Katharine saw her daughter’s hands freeze for a moment in midair, before they continued their busy packing.
“Yep,” agreed Suzette.
“What made you think about her?” asked Katharine, still trying to keep her voice as airy as possible.
Suzette cocked her head. “I thought you couldn’t remember her?”
Katharine shrugged. “Oh, bits and bobs. Little old thing. Pleasant enough. Hardly saw her outside her shop. I don’t know where she lived, but it couldn’t have been far.”
Suzette was looking at her hard. “What makes you think that?”
Katharine thought. What did make her think that?
“I never saw her drive. And on the odd evening I saw her walking with her silly little dog—”

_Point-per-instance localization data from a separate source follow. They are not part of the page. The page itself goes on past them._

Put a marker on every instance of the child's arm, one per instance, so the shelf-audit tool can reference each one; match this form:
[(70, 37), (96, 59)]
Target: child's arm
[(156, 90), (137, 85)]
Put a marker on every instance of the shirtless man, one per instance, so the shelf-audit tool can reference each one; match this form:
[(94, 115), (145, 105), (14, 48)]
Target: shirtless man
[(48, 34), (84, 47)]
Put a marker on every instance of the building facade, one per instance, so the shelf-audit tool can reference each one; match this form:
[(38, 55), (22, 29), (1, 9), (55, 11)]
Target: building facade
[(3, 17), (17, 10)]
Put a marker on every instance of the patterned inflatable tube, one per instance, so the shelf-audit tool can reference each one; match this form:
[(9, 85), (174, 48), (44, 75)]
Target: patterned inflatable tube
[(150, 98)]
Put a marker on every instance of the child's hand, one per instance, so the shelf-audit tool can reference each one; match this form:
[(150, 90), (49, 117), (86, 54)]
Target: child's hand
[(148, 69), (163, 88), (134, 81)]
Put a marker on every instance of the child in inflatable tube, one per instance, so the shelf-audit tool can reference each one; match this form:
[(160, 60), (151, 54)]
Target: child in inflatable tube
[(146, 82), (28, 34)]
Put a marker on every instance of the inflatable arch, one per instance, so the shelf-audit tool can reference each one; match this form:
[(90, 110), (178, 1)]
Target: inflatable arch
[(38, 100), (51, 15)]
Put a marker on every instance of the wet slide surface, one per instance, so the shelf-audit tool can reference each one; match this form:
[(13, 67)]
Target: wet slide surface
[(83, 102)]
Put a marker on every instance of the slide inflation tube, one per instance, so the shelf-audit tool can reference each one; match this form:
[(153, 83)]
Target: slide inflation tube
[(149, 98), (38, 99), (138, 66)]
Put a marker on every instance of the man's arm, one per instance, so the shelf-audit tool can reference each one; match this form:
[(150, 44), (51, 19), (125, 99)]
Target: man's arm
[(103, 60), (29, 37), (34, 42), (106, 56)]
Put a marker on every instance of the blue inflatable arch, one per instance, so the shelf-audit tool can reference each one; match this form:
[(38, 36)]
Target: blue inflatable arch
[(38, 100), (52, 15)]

Katharine fell silent as Suzette’s face became a hard mask.
“Little dog?” she repeated.
“Yes, I think … a little—I don’t know—Maltese or something …”
Suzette was staring at her. “What color was it?”
Katharine frowned. “Honestly, it’s so long—”
“Mum?”
“White. But why?”
Suzette didn’t answer. She dropped the clothes she was folding and hurried out past Katharine.
A moment later, Katharine heard the fluff of an umbrella opening, the door slamming, and her daughter’s footsteps hurrying down the road.